Bug 810605

Summary: Segfault with freeradius-perl threading
Product: Red Hat Enterprise Linux 6 Reporter: Matt Ezell <matt+rh>
Component: freeradiusAssignee: John Dennis <jdennis>
Status: CLOSED ERRATA QA Contact: Patrik Kis <pkis>
Severity: medium Docs Contact:
Priority: unspecified    
Version: 6.2CC: dpal, ksrot, pkis
Target Milestone: rc   
Target Release: ---   
Hardware: x86_64   
OS: Linux   
Whiteboard:
Fixed In Version: Doc Type: Bug Fix
Doc Text:
Story Points: ---
Clone Of:
: 846475 (view as bug list) Environment:
Last Closed: 2012-06-20 14:06:17 UTC Type: Bug
Regression: --- Mount Type: ---
Documentation: --- CRM:
Verified Versions: Category: ---
oVirt Team: --- RHEL 7.3 requirements from Atomic Host:
Cloudforms Team: --- Target Upstream Version:
Embargoed:
Bug Depends On:    
Bug Blocks: 846475    

Description Matt Ezell 2012-04-07 04:36:43 UTC
Description of problem:

FreeRADIUS has a thread pool that will dynamically grow based on load.  If multiple threads using rlm_perl are spawned in quick succession, a segfault can occur due to parallel calls to rlm_perl_clone

Version-Release number of selected component (if applicable):

freeradius-perl-2.1.10-5.el6.x86_64

How reproducible:

Every time multiple threads are spawned in parallel

Steps to Reproduce:
1. Install freeradius and freeradius-perl
2. Setup test users and have FreeRADIUS use an example rlm_perl module
3. Hit the server with many parallel requests, such as with radclient
  
Actual results:

Server segfaults

Expected results:

Server should be able to handle the load just fine

Additional info:

A fix has been committed upstream (commit a97f8cc93a6f282777935e9b8a49c22c3fcc4647 at https://github.com/alandekok/freeradius-server/commit/a97f8cc93a6f282777935e9b8a49c22c3fcc4647#src/modules/rlm_perl/rlm_perl.c)

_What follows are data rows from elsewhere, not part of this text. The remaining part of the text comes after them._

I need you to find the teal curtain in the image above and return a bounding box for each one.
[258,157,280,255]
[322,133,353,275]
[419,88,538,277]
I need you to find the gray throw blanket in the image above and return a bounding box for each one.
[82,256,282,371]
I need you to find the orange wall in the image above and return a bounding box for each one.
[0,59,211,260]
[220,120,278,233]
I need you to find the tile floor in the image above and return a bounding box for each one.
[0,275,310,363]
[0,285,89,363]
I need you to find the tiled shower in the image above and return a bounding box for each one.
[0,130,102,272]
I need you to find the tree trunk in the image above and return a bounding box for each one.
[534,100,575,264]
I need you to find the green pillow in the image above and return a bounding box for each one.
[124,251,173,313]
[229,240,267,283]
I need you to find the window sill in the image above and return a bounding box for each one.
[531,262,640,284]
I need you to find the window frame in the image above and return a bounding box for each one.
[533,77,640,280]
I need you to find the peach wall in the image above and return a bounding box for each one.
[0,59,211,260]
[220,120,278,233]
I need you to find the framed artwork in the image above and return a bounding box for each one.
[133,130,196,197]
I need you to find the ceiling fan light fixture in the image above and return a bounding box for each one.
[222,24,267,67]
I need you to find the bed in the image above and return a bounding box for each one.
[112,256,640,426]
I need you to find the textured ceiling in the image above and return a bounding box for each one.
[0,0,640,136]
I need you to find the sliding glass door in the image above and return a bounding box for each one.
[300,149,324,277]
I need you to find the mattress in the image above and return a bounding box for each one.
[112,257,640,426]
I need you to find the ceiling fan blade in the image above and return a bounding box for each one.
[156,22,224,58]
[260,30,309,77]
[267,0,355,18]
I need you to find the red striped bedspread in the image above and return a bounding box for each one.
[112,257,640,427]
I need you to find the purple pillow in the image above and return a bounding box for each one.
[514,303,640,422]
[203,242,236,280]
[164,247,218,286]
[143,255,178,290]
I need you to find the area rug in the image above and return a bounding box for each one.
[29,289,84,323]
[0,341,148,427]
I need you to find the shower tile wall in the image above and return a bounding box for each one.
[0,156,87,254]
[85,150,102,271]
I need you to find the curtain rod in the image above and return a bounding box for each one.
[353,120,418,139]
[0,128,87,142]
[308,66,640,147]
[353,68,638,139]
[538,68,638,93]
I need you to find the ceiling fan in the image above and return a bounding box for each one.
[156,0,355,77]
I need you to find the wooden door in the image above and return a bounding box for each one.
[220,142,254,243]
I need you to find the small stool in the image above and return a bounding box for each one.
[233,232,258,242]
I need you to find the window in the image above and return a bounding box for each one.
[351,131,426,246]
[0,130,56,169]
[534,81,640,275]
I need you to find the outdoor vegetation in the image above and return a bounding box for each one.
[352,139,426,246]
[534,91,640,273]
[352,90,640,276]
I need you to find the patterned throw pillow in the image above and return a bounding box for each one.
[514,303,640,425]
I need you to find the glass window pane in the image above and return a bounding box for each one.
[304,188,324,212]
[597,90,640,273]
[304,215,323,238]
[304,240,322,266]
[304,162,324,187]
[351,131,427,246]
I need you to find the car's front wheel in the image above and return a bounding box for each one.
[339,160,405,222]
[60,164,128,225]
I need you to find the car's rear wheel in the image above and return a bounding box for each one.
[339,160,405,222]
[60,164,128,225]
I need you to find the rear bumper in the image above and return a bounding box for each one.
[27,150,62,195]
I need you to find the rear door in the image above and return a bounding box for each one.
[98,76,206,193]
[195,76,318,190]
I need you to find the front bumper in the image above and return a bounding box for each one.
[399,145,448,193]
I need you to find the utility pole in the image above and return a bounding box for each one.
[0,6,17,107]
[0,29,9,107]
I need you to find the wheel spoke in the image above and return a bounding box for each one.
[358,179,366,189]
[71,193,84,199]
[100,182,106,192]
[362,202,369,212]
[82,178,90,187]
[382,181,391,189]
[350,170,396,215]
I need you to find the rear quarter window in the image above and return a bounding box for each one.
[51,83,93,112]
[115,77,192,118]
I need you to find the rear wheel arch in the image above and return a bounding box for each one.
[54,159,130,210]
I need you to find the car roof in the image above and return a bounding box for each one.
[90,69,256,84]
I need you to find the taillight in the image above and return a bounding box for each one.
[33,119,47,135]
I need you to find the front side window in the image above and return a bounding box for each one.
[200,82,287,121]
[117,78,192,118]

Comment 2 Patrik Kis 2012-04-10 11:29:43 UTC
Hi Matt,

I'm trying to reproduce this issue based on your description but no luck. Could you please describe the reproduce scenario more detailed?

I basically used the default config, just added "perl" in sites-enabled/default to authorize section and checked in debug logs that rlm_perl is used. Then with radtest send about 20 parallel requests. The result is: no segfault.

Comment 3 Karel Srot 2012-04-10 12:45:13 UTC
Hi Matt,
to be more specific, I have configured radiusd with rlm_perl:

$ radtest badusername passwd localhost 1 testing123Sending Access-Request of id 138 to 127.0.0.1 port 1812
	User-Name = "badusername"
	User-Password = "passwd"
	NAS-IP-Address = 127.0.0.1
	NAS-Port = 1
rad_recv: Access-Reject packet from host 127.0.0.1 port 1812, id=138, length=56
	Reply-Message = "Denied access by rlm_perl function"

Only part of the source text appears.